Les annonces gouvernementales faites le 6 février dernier par la ministre chargée de la Santé sur l’évolution de la Plateforme des données de santé marquent un tournant attendu. En actant une migration directe vers un hébergement pleinement souverain et qualifié SecNumCloud, conformément à la loi SREN 2 adoptée en 2024, l’État lève enfin un des freins majeurs qui entravaient depuis trop longtemps le déploiement de la Plateforme, dite aussi « Health Data Hub ». 

Depuis sa création, la Plateforme des données de santé porte une ambition claire : permettre un accès sécurisé aux données afin de faire progresser la recherche, l’innovation et le pilotage des politiques publiques. Autrement dit, faire en sorte que les données qui ont été utilisées pour nous soigner hier puissent contribuer à mieux tous nous soigner demain. Mais le choix en 2019 du recours à des solutions d’hébergement soumises à des législations extra-européennes (Microsoft Azure) avait fragilisé la confiance et freiné son développement. Dans un contexte géopolitique de plus en plus instable, il fallait accélérer et sortir de l’ornière tant pour les acteurs de la recherche que pour les usagers de la santé et citoyens, attachés à la protection de leurs données les plus sensibles. 

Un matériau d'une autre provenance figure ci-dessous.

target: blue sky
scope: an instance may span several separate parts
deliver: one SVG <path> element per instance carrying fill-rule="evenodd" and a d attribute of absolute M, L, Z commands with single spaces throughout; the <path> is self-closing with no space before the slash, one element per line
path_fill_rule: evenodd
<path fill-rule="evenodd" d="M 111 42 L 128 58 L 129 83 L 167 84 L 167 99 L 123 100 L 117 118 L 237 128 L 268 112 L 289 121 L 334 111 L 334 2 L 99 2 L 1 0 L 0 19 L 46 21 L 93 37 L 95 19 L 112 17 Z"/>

Le choix annoncé de renoncer à une solution « intercalaire » temporaire au profit d’une trajectoire claire vers un hébergement souverain pleinement opérationnel constitue donc une avancée positive. Cette clarification pragmatique renforce la crédibilité de la Plateforme et reconnaît la maturité des acteurs du Cloud souverain. La bascule de la base principale du Système national des données de santé est désormais annoncée d’ici à la fin 2026 par la ministre chargée de la Santé. 

Pour les usagers, l’enjeu n’a jamais été l’usage des données en tant que tel. France Assos Santé soutient depuis plus de vingt ans leur réutilisation sécurisée et non identifiante au service de la recherche et de la santé publique. Mais cette ambition ne peut se déployer sans garanties fortes en matière de confiance, de sécurité et de gouvernance éthique, alors que le cadre européen du partage des données de santé s’apprête à franchir une nouvelle étape. 

Lever cette barrière était indispensable. La souveraineté de l’hébergement constitue désormais le socle sur lequel la Plateforme peut se consolider. Il reste à bâtir la suite : une gouvernance transparente, des droits clairs pour les citoyens et une place pleinement reconnue pour les représentants des usagers. C’est à ces conditions que le partage des données de santé pourra tenir toutes ses promesses.